Wednesday, May 10, 2006

Crime Fiction, part 79: Gumshoe Award (Mystery Ink) winners: Laura Lippman, Joseph Finder, Robert Wilson, Randall Hicks, Ed McBain, Crimespot.net

Wandering around the blogosphere trolling for crime fiction sites, I came across Crime Fiction Dossier, operated by novelist, newspaper writer and critic David J. Montgomery.

Montgomery's site tipped me to the fifth annual Gumshoe Awards, given by Mystery Ink.

Drumroll, please ...

  • Best Mystery: To the Power of Three (William Morrow), by Laura Lippman
  • Best Thriller: Company Man (St. Martin's), by Joseph Finder
  • Best European Crime Novel: The Vanished Hands (Harcourt), by Robert Wilson. (Gotta ask: Do they steal and kill differently in France?)
  • Best First Novel: The Baby Game (Wordslinger), by Randall Hicks
  • Lifetime Achievement: The late Ed McBain
  • Best Crime Fiction Website: Crimespot.net, operated by crime fiction aficionado Graham Powell
I'll have to check the archives to see if my newspaper friends Tim Dorsey or Ace Atkins have ever received kudos from Mystery Ink.

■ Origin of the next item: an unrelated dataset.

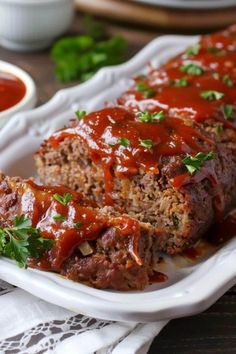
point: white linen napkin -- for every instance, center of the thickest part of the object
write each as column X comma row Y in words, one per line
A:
column 30, row 325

Same question regarding Elmore Leonard, James Lee Burke, Carl Hiaasen and a few other favorites.

I'm also wondering if Patricia Highsmith, the brilliant and underappreciated author of Strangers On a Train (famously adapted to the screen in 1951 by Alfred Hitchcock) and the series sparked by The Talented Mr. Ripley (also made into a worthwhile movie), has notched a posthumous award.

I began reading Highsmith after seeing the above movies, and I was surprised by the psychological/emotional depth of her writing. She's really able to take a reader deep inside her characters, and she doesn't at all mind making one feel complicit in her evildoers' activities. Really compelling stuff -- so much so that I even made a reference to Highsmith in the introduction of my thesis (short story collection).

1 comment:

Doc said...

And who (co)wrote that brilliant screenplay for Strangers on a Train? Oh, yeah! Raymond Chandler!